The Columbia Missourian reports our own Sen. Gary Nodler, R-Joplin, a candidate for U. S Congress, and Rep. Allen Icet, R-Wildwood, a candidate for state auditor, wrote a letter to the State Department of Elementary and Secondary Education, saying that money for the Career Ladder program may be cut. Nodler and Icet are the chairmen, respectively, of the Senate and House budget committees:
Nodler, R-Joplin, said Friday there is no opposition to the program. It's just a matter of being able to pay back the district since state revenue is down.
“If you are going to do this, do this in a way that you won't make promises to teachers that you can't keep,” said Nodler, chairman of the Senate Appropriations Committee.
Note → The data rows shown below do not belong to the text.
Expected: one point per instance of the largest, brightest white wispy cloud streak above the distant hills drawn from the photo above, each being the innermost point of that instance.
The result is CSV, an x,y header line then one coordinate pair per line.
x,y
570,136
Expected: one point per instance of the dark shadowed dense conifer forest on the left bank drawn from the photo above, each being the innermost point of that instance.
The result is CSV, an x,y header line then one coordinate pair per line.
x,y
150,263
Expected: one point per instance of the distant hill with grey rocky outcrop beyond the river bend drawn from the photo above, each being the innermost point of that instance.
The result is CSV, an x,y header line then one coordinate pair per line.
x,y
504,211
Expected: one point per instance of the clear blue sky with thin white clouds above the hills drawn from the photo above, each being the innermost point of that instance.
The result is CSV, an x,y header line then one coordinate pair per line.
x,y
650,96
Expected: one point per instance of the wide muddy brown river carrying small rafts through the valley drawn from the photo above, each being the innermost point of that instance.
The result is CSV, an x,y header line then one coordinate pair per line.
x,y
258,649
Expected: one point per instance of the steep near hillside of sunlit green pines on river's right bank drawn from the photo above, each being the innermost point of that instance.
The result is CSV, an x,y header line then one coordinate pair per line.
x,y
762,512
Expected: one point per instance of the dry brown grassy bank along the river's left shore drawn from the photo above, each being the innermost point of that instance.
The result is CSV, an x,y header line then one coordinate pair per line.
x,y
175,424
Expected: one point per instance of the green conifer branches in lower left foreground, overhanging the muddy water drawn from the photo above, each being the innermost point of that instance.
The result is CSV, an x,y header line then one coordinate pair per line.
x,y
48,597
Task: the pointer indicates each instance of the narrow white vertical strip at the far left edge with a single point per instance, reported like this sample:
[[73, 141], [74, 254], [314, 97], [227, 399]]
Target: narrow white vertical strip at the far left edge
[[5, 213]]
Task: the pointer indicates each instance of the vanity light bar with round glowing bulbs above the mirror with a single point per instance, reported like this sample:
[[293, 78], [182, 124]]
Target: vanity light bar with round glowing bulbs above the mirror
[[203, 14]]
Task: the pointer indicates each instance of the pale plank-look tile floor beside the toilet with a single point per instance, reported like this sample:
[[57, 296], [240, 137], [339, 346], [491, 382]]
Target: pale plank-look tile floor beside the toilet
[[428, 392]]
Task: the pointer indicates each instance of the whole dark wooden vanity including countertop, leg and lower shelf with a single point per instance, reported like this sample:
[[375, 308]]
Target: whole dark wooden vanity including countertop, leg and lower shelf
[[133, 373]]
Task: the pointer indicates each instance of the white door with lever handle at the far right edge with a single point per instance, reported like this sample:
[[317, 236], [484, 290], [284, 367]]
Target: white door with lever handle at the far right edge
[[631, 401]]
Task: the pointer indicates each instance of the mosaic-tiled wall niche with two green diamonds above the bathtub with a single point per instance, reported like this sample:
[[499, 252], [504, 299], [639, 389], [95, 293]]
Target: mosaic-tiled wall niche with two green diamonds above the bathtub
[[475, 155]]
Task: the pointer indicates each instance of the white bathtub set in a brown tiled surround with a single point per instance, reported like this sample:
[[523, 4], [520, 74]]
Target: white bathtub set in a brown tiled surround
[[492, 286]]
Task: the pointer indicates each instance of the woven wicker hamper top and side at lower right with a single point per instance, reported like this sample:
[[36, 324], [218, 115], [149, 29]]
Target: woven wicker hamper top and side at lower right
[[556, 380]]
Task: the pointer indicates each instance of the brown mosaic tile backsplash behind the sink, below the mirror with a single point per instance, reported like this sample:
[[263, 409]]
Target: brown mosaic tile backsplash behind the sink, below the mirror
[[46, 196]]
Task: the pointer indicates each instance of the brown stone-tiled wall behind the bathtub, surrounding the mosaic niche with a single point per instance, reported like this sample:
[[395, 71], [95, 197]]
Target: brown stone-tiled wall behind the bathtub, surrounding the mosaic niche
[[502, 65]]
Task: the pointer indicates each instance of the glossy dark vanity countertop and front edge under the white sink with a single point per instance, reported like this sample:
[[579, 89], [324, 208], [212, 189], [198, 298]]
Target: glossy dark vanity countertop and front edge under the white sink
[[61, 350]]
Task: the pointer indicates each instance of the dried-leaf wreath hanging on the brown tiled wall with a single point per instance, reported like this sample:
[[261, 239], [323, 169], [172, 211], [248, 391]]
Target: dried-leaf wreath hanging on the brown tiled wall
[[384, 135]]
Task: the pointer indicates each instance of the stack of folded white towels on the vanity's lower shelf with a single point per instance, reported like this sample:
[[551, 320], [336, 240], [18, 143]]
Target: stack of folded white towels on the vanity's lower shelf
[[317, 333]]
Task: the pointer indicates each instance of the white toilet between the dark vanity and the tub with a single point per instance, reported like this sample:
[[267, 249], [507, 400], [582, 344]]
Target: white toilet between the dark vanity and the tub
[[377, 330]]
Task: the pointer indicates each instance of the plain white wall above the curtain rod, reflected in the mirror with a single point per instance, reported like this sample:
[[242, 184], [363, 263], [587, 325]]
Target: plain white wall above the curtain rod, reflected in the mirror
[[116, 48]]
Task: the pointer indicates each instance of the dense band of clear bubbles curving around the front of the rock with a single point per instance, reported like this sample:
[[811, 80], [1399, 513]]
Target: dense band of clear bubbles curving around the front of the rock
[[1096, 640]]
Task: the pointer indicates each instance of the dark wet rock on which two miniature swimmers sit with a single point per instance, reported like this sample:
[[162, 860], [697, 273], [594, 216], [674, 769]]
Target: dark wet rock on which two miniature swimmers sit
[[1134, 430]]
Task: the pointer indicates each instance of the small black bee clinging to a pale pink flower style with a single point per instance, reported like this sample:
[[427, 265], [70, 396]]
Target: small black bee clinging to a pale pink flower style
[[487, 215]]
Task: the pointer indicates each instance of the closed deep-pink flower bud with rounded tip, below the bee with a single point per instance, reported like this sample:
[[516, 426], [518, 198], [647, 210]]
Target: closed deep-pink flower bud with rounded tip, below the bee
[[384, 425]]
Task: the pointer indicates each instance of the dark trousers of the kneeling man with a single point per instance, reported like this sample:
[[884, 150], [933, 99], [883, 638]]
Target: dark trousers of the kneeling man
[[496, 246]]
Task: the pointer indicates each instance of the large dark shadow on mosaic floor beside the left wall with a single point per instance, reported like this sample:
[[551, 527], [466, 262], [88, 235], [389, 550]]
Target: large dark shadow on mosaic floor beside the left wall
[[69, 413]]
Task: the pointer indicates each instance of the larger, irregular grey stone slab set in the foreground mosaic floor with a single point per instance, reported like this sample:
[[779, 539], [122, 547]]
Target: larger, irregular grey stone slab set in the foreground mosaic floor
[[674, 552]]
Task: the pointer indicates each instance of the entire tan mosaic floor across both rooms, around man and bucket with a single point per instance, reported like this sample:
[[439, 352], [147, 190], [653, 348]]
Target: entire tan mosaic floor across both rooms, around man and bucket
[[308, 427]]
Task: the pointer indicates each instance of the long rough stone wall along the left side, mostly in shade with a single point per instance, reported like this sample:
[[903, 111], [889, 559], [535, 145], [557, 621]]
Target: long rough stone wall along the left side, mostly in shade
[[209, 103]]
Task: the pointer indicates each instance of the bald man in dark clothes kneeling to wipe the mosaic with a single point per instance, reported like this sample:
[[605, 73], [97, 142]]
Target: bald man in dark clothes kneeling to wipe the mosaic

Career Ladder funding is used to pay for teachers for after hour tutoring programs, homework centers, educational extracurricular activity sponsorship, and attendance at seminars and workshops that are not covered under the teachers' regular contracts, in other words, exactly the kind of things that are necessary to keep children in school and improve the quality of education. Teachers become eligible for Career Ladder after they have taught five years in Missouri. It was set up as a means of improving the pay level of veteran teachers, who are often the ones who receive short shrift as schools continue to improve the pay level for beginning teachers.
Admittedly, I am prejudiced on this subject. I receive $3,000 each year from Career Ladder, which I earn through a number of activities including sponsoring the school academic team, sponsoring a journalism club, serving as chairman of the school's Writing Improvement Committee, and serving on the Discipline Committee, as well as attending numerous after-school meetings.